Why Conductor?
Conductor was built to help teams orchestrate microservices based process flows.
Features
- A distributed server ecosystem, which stores workflow state information efficiently.
- Allow creation of process / business flows in which each individual task can be implemented by the same / different microservices.
- A DAG (Directed Acyclic Graph) based workflow definition.
- Workflow definitions are decoupled from the service implementations.
- Provide visibility and traceability into these process flows.
- Simple interface to connect workers, which execute the tasks in workflows.
- Workers are language agnostic, allowing each microservice to be written in the language most suited for the service.
- Full operational control over workflows with the ability to pause, resume, restart, retry and terminate.
- Allow greater reuse of existing microservices providing an easier path for onboarding.

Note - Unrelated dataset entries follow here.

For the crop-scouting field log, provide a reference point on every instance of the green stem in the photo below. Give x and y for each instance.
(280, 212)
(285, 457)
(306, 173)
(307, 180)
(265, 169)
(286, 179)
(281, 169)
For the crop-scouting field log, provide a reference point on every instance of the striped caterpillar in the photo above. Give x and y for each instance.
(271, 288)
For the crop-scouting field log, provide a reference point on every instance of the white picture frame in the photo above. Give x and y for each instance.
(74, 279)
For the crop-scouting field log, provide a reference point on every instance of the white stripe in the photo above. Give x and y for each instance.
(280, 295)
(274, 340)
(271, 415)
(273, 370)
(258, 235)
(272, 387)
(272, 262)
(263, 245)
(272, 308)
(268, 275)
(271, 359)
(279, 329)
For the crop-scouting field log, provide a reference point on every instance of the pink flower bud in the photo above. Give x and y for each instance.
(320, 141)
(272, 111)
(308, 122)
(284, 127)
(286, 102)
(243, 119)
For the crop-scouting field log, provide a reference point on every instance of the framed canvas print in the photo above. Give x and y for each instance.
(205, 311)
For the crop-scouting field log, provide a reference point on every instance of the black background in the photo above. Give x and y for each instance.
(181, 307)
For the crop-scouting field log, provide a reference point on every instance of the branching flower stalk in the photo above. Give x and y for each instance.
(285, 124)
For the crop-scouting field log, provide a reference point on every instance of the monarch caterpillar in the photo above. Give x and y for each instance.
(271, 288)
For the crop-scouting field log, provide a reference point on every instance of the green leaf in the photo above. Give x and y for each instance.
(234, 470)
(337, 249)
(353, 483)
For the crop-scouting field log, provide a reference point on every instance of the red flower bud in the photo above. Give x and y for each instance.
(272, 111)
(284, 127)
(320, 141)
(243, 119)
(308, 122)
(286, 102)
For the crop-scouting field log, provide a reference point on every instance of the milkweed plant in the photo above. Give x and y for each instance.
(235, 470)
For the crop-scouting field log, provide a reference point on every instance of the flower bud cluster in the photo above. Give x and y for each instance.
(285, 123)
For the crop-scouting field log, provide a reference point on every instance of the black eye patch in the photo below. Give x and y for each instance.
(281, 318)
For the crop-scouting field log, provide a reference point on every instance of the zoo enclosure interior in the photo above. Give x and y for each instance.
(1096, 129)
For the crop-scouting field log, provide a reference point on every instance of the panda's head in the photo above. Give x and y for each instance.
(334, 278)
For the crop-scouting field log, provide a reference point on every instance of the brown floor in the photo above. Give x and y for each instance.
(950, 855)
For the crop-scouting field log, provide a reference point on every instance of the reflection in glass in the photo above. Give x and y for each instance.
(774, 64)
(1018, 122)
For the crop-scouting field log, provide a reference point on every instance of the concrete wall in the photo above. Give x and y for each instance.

- User interface to visualize, replay and search the process flows.
- Ability to scale to millions of concurrently running process flows.
- Backed by a queuing service abstracted from the clients.
- Be able to operate on HTTP or other transports e.g. gRPC.
- Event handlers to control workflows via external actions.
- Client implementations in Python, Java, C#, Go and other languages.
- Various configurable properties with sensible defaults to fine tune workflow and task executions like rate limiting, concurrent execution limits etc.
Why not peer to peer choreography?
With peer to peer task choreography, we found it was harder to scale with growing business needs and complexities. Pub/sub model worked for simplest of the flows, but quickly highlighted some of the issues associated with the approach:
- Process flows are “embedded” within the code of multiple application.
- Often, there is tight coupling and assumptions around input/output, SLAs etc, making it harder to adapt to changing needs.
- Almost no way to systematically answer “How much are we done with process X”?